Lately, I've been building some JavaScript libraries as well as some jQuery plugins, and I have a 'utils.js' file where I put all my custom functions for Array , String , Number , etc. and which I include in the final minified version of the library or plugin.

Something like this:

String.prototype.custom_method = function() {
  // Do custom stuff
};

Array.prototype.custom_method = function() {
  // Do custom stuff
};

So, these are my questions:

  • Do I have to avoid this? Is this a bad practice?
  • Would it be better if I put these methods in a per library/plugin scope?

Given jQuery and Modernizr do the exact same thing (provide a lot of out-of-the-box ability, while still the average person only utilizing 10%) I don't see an issue.

Is it bloated?
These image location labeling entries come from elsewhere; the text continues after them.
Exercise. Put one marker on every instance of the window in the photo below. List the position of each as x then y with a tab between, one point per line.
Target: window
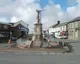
5	27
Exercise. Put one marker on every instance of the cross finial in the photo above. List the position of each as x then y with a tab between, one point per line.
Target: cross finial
38	17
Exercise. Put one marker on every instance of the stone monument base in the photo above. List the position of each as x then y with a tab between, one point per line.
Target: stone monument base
37	44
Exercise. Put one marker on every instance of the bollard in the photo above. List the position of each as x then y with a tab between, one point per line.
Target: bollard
9	42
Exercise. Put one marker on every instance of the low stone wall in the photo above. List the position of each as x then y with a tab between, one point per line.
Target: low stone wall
23	43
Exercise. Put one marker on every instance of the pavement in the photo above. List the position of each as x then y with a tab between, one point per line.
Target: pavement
5	48
23	58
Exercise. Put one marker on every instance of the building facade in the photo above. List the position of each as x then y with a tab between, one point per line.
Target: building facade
74	29
4	31
59	31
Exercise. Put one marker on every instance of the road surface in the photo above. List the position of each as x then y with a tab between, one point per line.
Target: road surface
25	58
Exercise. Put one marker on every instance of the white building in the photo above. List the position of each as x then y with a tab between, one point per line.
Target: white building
59	30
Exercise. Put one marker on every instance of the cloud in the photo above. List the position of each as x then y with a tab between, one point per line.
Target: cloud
14	10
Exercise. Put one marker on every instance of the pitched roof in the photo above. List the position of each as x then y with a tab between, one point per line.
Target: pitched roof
22	23
62	24
6	23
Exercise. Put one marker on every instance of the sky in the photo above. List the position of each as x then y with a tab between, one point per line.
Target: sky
52	10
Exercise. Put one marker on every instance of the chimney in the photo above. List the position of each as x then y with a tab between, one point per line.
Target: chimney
58	22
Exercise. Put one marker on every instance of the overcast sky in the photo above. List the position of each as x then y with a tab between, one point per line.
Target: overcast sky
54	10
Perhaps. It would be ideal to only include the files you use (one of the great things about Google's approach to plugins, include what you need), however I don't see any bigger threat than what already exists.

I think you compartmentalizing them is a step in the right direction for the sake of multiple libraries maybe needing them (no duplicate declarations). But, if you're really worried about it, you could do a test-declare setup:

if (typeof foo === 'undefined'){
  function foo(){}
}

But once again, it would need to be included in/on every library you release/build, instead of an "all-encompassing" library.

Here is a good discussion of what you're asking.

http://perfectionkills.com/extending-built-in-native-objects-evil-or-not/

Short answer: Extending native types is, not great, but ok. Wrapping them like underscore.js does is better because there is no chance of future conflicts that way.

It depends on the audience. You will never win over an enterprise audience if you add or overwrite methods to default classes. Who knows what conflicts that could cause? Take a look at underscore.js http://documentcloud.github.com/underscore/ a library that strives not to do this with decorator methods. This is much more friendly to users with codebases that may include, in addition to your code, goodness knows what.

However, if your code can assuredly be run by itself, in a silo, go for it.